Fishing from Java 8 Streams - can you fish from the AWS sea as well?


Fishing from Java 8 Streams?!




I've been using Java 8 for a few years, but obviously I didn't read the complete new feature list as it appears to support Streams: Map, Filter, Reduce on Collections etc.

A few articles:


I wish I'd known this a year or 2 ago as I essentially hand coded similar functionality and/or used Apache Spark which Streams may have done the trick.

But I also wonder if Java 8 Streams work in any useful way with distributed data processing in AWS? i.e. can you hop in a trawler and fish from the AWS sea using Java 8 Streams?

Maybe, there are some "interesting" (but not exhaustive) use cases:

Maybe searching for specific AWS services + Java 8 Streams would find more...

Or are Java 8 Streams just "broken"?


I.e. Streams are just lazy collections, and they haven't addressed the underlying fork/join concurrency model, oh well.
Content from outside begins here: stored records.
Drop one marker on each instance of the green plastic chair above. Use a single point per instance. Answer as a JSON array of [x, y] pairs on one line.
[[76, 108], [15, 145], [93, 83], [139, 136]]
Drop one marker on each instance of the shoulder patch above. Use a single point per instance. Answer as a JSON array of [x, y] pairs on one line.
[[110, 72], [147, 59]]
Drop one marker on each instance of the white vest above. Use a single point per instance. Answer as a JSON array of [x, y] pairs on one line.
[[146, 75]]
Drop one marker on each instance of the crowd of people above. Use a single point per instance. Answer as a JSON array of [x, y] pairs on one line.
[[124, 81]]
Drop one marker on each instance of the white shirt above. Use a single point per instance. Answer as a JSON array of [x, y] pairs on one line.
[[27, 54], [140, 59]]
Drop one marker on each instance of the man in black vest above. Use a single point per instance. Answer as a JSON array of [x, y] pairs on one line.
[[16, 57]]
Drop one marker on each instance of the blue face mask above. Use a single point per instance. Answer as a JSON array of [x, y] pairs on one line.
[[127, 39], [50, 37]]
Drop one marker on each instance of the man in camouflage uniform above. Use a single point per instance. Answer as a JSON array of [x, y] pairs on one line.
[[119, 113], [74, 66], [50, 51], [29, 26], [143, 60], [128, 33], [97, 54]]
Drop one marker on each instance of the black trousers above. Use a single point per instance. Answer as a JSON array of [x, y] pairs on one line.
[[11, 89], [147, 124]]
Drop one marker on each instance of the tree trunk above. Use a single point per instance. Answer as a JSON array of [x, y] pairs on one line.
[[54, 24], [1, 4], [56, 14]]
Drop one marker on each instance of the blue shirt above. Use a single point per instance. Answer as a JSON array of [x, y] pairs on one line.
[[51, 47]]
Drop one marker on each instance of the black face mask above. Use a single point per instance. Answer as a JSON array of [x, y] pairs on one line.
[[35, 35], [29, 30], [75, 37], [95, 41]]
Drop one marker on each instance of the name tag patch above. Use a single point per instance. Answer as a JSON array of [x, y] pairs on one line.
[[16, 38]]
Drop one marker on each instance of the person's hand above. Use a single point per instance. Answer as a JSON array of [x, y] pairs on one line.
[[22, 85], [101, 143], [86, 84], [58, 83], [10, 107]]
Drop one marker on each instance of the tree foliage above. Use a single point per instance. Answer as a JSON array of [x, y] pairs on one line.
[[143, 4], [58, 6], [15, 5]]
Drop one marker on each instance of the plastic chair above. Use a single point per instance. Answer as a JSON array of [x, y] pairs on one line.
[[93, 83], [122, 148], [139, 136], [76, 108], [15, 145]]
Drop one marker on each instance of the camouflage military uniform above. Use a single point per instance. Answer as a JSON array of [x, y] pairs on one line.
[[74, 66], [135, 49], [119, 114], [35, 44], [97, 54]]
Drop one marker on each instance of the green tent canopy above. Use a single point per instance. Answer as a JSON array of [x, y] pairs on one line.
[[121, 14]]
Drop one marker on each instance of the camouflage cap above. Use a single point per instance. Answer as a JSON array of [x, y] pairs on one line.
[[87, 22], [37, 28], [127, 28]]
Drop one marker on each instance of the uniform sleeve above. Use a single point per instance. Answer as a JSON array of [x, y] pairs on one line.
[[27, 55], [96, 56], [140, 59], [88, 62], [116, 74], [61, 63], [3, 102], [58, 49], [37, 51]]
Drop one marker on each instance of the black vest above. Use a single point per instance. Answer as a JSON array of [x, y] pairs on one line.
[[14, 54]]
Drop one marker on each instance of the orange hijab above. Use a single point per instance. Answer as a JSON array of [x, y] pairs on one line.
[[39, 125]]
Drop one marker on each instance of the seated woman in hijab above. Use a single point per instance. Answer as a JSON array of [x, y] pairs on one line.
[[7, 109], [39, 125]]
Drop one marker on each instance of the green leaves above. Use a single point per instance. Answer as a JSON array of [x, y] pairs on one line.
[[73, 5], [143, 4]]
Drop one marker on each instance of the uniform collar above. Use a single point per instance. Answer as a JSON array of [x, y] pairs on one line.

This is the gist of the problems with the application of F/J in the implementation of the Streams API:
  1. F/J is good for the parallelization of in-memory, random-access structures: it wants to be able to divide the full problem top-down, by recursively halving it into two subproblems of equal size;
  2. the stream paradigm is primarily about the processing of lazily materialized, sequential data sources, which can only be divided into a sequence of chunks, and the number of chunks is usually not known in advance.
While F/J can be bent somewhat to support sequential chunking, this is perceived by it as "anomalous" and "lopsided", eventually giving rise to insurmountable issues when combined with the unpredictable I/O latency in reading those chunks1.
Streams API excels at the parallelization of in-memory structures and is usually helpful with the processing of lazy, I/O-backed streams, but it fails when you try to combine these two features in a single use case.
If you have a loop in your code which introduces a CPU-bound bottleneck, it is fairly likely that this loop is iterating over the contents of some file, network request, or rows of an SQL result set. None of these targets for parallelization get support from the Streams API.
The official position is that this use case is not supported because the Streams API has a different, equally legitimate focus. In the department of lazy parallel streams, this focus amounts to stream sources which are calculated from data existing within working memory, with the additional constraint that these sources must be unordered—that each member can be calculated independently, without the need to first calculate any other. An example of such a stream is a range of integers, but a stream of random numbers from an LCG is already outside of the area being focused on by the API, because these random numbers can only be generated sequentially.

Comments

  1. Want to change your career in Selenium? Red Prism Group is one of the best training coaching for Selenium in Noida. Now start your career for Selenium Automation with Red Prism Group. Join training institute for selenium in noida.

    ReplyDelete

Post a Comment

Popular posts from this blog

Which Amazon Web Services are Interoperable?

AWS Certification glossary quiz: IAM

AWS SWF vs Lambda + step functions? Simple answer is use Lambda for all new applications.